Hideyo Harada began her musical training in Tokyo with Toyoaki Matsuura before coming to Europe, where she continued her studies with Lieselotte Gierth in Stuttgart and Hans Kann and Roland Keller in Vienna. She put the finishing touches on her pianistic apprenticeship with Viktor Merzhanov at the Tchaikovsky Conservatory in Moscow. Harada has received prizes at numerous competitions, winning the Concours International d’Exécution Musicale in Geneva, as well as 1st prize at the International Schubert Competition in Dortmund, among others. She was also a prizewinner at the International Rachmaninoff Competition in Moscow.

Harada has made guest appearances, among others, at the Schleswig-Holstein Musik Festival, the Festspiele Mecklenburg-Vorpommern, the MDR-Musiksommer, the Beethovenfest Bonn, the Rheingau Musik Festival, the Mozartfest Würzburg, the Heidelberger Frühling, the Ludwigsburger Schlossfestspiele, the Musikfest Stuttgart, the Festspiele Europäische Wochen Passau, the Yokohama International Piano Festival, and the Grand Piano Festival in Amsterdam.

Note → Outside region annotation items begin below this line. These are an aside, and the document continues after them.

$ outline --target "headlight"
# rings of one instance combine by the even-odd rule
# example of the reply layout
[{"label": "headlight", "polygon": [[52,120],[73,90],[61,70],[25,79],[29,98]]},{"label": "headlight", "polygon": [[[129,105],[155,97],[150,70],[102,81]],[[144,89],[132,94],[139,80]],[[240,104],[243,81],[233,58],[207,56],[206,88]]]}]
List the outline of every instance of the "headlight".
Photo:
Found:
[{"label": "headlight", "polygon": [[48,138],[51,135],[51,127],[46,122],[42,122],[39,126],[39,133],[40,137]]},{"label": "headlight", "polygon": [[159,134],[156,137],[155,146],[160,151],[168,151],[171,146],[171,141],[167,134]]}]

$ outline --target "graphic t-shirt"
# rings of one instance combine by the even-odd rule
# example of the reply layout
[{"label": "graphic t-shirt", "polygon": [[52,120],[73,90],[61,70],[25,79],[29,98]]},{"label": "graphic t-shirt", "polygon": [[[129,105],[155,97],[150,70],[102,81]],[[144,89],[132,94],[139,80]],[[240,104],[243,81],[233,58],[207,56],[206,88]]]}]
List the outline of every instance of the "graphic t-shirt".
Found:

Major performance venues have included the Tchaikovsky Conservatory in Moscow, the Musikverein in Vienna, the Konzerthaus in Berlin, the Gewandhaus in Leipzig, the Alte Oper Frankfurt, the Liederhalle in Stuttgart, Victoria Hall in Geneva, the Rudolfinum in Prague, and Suntory Hall in Tokyo.

Hideyo Harada has appeared with numerous orchestras, among them the Orchestre de la Suisse Romande, the Orchestra Sinfonica Nazionale della RAI, the Stuttgarter Kammerorchester, the Orchestre de Cannes, the Filarmonica George Enescu in Bucharest, the National Polish Radio Symphony Orchestra, the Russian State Symphony Orchestra, the Seoul Philharmonic Orchestra, the NHK Symphony Orchestra, the Yomiuri Nippon Symphony Orchestra, and the New Japan Philharmonic Orchestra. Among her partners at the podium have been conductors such as Petr Altrichter, Christian Arming, Piero Bellugi, Pietari Inkinen, Cristian Mandeal, Tadaaki Otaka, Vladimir Valek, and Marcello Viotti.

In the chamber music context, Hideyo Harada has worked with, among others, the Borodin Quartett, the violinists Latica Honda-Rosenberg and Mikhail Simonyan, the cellist Jens Peter Maintz, and the baritone Roman Trekel. Another facet of Harada’s activities is her participation in musical-literary programs, which she has organized jointly with the actors Corinna Harfouch, Peter Lohmeyer, Thomas Thieme, and Hanns Zischler. Rounding off her musical interests are recordings with international radio and television stations.

For the past four years, parallel to her busy concert schedule, Hideyo Harada has published monthly essays in the prestigious Japanese music magazine Musica Nova. Appearing in 2014 with one of the best-known Japanese publishers was the book The Gift of the Russian Piano School, which illuminates a rich musical heritage from a variety of perspectives through a selection of artistic personalities – beginning with the era of Peter the Great, and continuing up to the celebrated piano virtuosi of the present day.